In this town, sex is a four-letter word, and I mean that literally, because most of the people I graduated with would have added an extra "x" on the end. Sex isn’t talked about in school until eighth grade when it comes up in biology, and even then, it’s talked about in the strictest, most anatomically correct way. When it comes to actually having it, the only thing that’s said is, “Don’t do it until marriage.”
It is also important to note that my hometown is situated right in the middle of the Bible belt, on the Oklahoma-Arkansas state line. The popular belief is that abstinence is the only way to keep our children safe from the perils of premarital sex. Since most of the administrators and school board members are also actively involved in the Baptist church, the school curriculum is carefully crafted to inform about the act of coitus, but not about the consequences. They also believe and tell their children that sex is fine as long as it’s done within the bonds of marriage. This approach is dated and, as my tiny town proves, it obviously doesn’t work.

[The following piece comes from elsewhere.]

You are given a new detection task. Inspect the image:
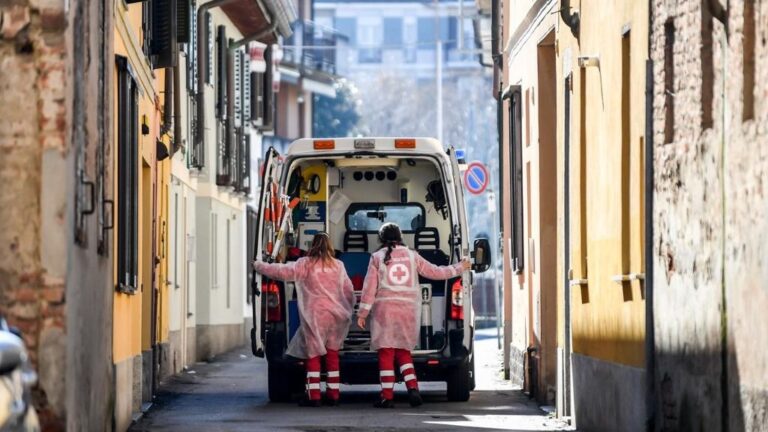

Let’s examine this logically. One of the first things parents learn is that children do the exact opposite of what their guardians want them to do. Why should sex education be any different? And why is it all up to our school administrators to inform children about sex?
I do realize there is a difference between explaining that abstinence is the only foolproof way to prevent pregnancy and the acquisition of sexually transmitted diseases, and telling students that abstinence is the morally right thing to do. And there will always be those students who decide that waiting for marriage is what they want to do. On the other hand, there will always be those students who decide that waiting is nowhere in their future plans.
We need to educate all students about every aspect of sex. Shoving abstinence-only education down students’ throats obviously isn’t doing any good, but informing them of safe ways to have sex, should they choose to do so, may be worth trying. Offering abstinence as an optional method of birth control rather than the only one would be more effective than what is being done now.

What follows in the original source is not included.